Any mathy people out there that can give me the nitty gritty?
Personally, I prefer the first method, but the second method is better (both in saving server resources and well… looking cleaner), especially as more values are added to the table, the amount of extra data that storing an extra value is so negligible that I wouldn’t worry about storing a few extra.
The first way is fine for smaller sets of data. The table.find does the same thing as your for loop.
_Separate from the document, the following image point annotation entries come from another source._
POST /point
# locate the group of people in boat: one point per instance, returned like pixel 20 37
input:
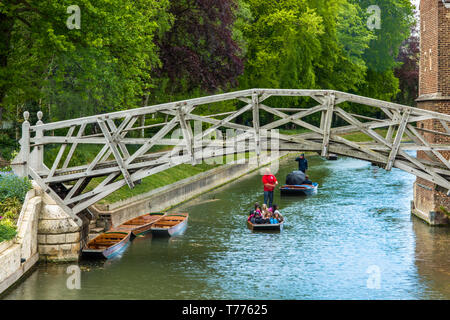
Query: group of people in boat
pixel 263 214
pixel 268 212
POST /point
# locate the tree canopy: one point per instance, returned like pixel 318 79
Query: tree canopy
pixel 126 53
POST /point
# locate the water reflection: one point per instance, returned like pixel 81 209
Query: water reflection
pixel 360 218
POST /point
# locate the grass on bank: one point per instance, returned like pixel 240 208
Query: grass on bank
pixel 12 195
pixel 161 179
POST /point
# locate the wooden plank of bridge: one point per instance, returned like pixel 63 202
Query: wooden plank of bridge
pixel 398 139
pixel 327 125
pixel 255 109
pixel 187 134
pixel 113 147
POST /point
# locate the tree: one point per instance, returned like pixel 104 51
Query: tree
pixel 397 18
pixel 408 72
pixel 42 57
pixel 199 52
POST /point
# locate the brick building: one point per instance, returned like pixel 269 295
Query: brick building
pixel 434 94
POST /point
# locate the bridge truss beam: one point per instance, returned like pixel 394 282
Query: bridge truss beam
pixel 118 162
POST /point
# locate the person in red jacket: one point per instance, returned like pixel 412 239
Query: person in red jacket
pixel 269 182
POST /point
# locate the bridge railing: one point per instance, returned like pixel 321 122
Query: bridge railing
pixel 118 164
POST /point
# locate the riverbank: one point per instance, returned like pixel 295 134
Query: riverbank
pixel 327 249
pixel 166 197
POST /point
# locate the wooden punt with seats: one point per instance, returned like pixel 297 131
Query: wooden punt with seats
pixel 139 225
pixel 265 226
pixel 107 245
pixel 170 225
pixel 299 190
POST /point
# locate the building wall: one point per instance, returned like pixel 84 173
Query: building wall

Internally you can think of that first one as {[1]=23, [2]=18, [3]=34}
It’s very fast to access the indices 1,2,3, and arrays don’t need any extra mem overhead to support referencing by index. To find that “34” though, it will need to check all three indices in order. When the size of your data grows, it may not be ideal to look through many thousands of indices to find the value you’re after. A faster option with arrays is to use the index similar to how the dict does it array = {true, false, false, false, true, false} ->array[5] == true. That can be fast and mem efficient if the data is very dense but wasteful if there are big gaps between numbers.
The dict representation {[23]=true, [18]=true, [34]=true} will be hashed, so it has a little bit of overhead in terms of memory and processing, but it will be able to jump straight to the 34 key. This is also mem efficient for sparse data since it doesn’t store anything for all the ‘holes’. It isn’t as efficient as the array is at accessing a given index, but it’s way more efficient than the array is at accessing ALL the indices up to the one it needs (if you don’t know the index).
Dicts are better when you have larger sets of sparse data (big dataset with lots of ‘holes’). Arrays can be better for dense, sequential data (like representing images, where every table entry is filled with something). If there aren’t a lot of values in your table, it arguably doesn’t make much difference; go with what you like to use.
If you care about ordering, i.e. how those are built into the table then maybe you want option A.
Option A is O(N) while B is O(1), so very quickly you’ll see more efficiency on the lookup with option B. There is for sure a space tradeoff but I think in most cases if that matters then the lookup time really matters so you’ll still want option B.